20/10/2015

Una osada apuesta mexicana

Bajas tasas de crecimiento económico; elevada tasa de crecimiento poblacional; insuficiente generación de empleos de calidad; elevados niveles de informalidad laboral; bajos niveles de capital humano; inadecuada y escasa infraestructura productiva. Así es la realidad en ambos lados de la frontera. A pesar que no existe mucha diferencia entre los indicadores económicos y sociales de Chiapas y Guatemala, sí existen profundas diferencias en la forma en que ambos países afrontan el reto del desarrollo. Por de pronto, mientras de este lado de la frontera todo se reduce a impulsar el “desarrollo rural” y la agricultura básica, del otro lado, los mexicanos, apuestan por impulsar “nuevos polos de desarrollo industrial que atraigan inversiones, generen empleos, desarrollen cadenas de valor, detonen una demanda de servicios locales y traigan beneficios a la población aledaña a estas zonas; puntas de lanza para propiciar un cambio de fondo en la estructura productiva de las regiones, al elevar la presencia de actividades económicas de alta productividad”.
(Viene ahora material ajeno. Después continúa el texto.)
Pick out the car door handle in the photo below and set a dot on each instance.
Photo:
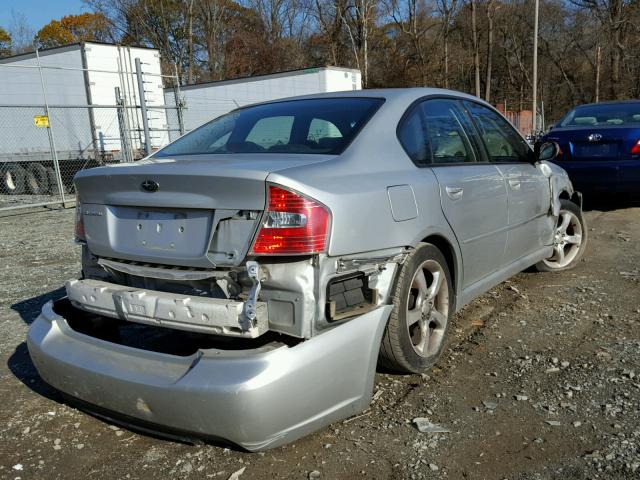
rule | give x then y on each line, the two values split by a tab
454	193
El Gobierno mexicano está decidido a impulsar la industrialización y urbanización de las áreas más pobres en el suroccidente de su país, y aprovechar para ello su membresía en el Acuerdo Transpacífico, mediante la instalación de Zonas Económicas Especiales (ZEE) en circunscripciones geográficas con alto potencial económico. Mediante las ZEE buscan brindar a los nuevos inversionistas condiciones excepcionales para hacer negocios: “infraestructura de primer nivel, marcos regulatorios ágiles, regímenes aduaneros especiales, beneficios fiscales y laborales, programas de apoyo en materia de formación del capital humano, financiamiento e innovación, así como otros estímulos y condiciones preferenciales”. (http://www.presidencia.gob.mx/zonaseconomicasespeciales/).

Si bien podrían apostar por hacer de todo México un “país económico especial”, la realidad política actual del vecino país, muy probablemente, no permite más que este tipo de experimento económico que ha funcionado tan bien en otras latitudes. Una lección que debería poner Guatemala en práctica a la brevedad. Si los mexicanos apuestan por una ZEE en Puerto Chiapas, a unos cuantos kilómetros de la frontera con Guatemala, para transformar la pobre región fronteriza en una pujante área de desarrollo urbano e industrial ¿qué impide a Guatemala hacer lo mismo de este lado de la frontera? El desarrollo de esta ZEE en Puerto Chiapas representa una amenaza real para Guatemala, sobre todo si se considera que ellos cuentan con un tipo de cambio más competitivo, un menor costo unitario de la mano de obra, un mayor mercado interno y un TLC con Guatemala. Resulta paradójico que, teniendo idénticos problemas económicos y sociales, en México se apueste por atraer nuevas empresas industriales y crear empleos de calidad en ubicaciones geográficas estratégicas con acceso a puertos y redes de transporte, mientras que en Guatemala se apuesta por todo lo contrario.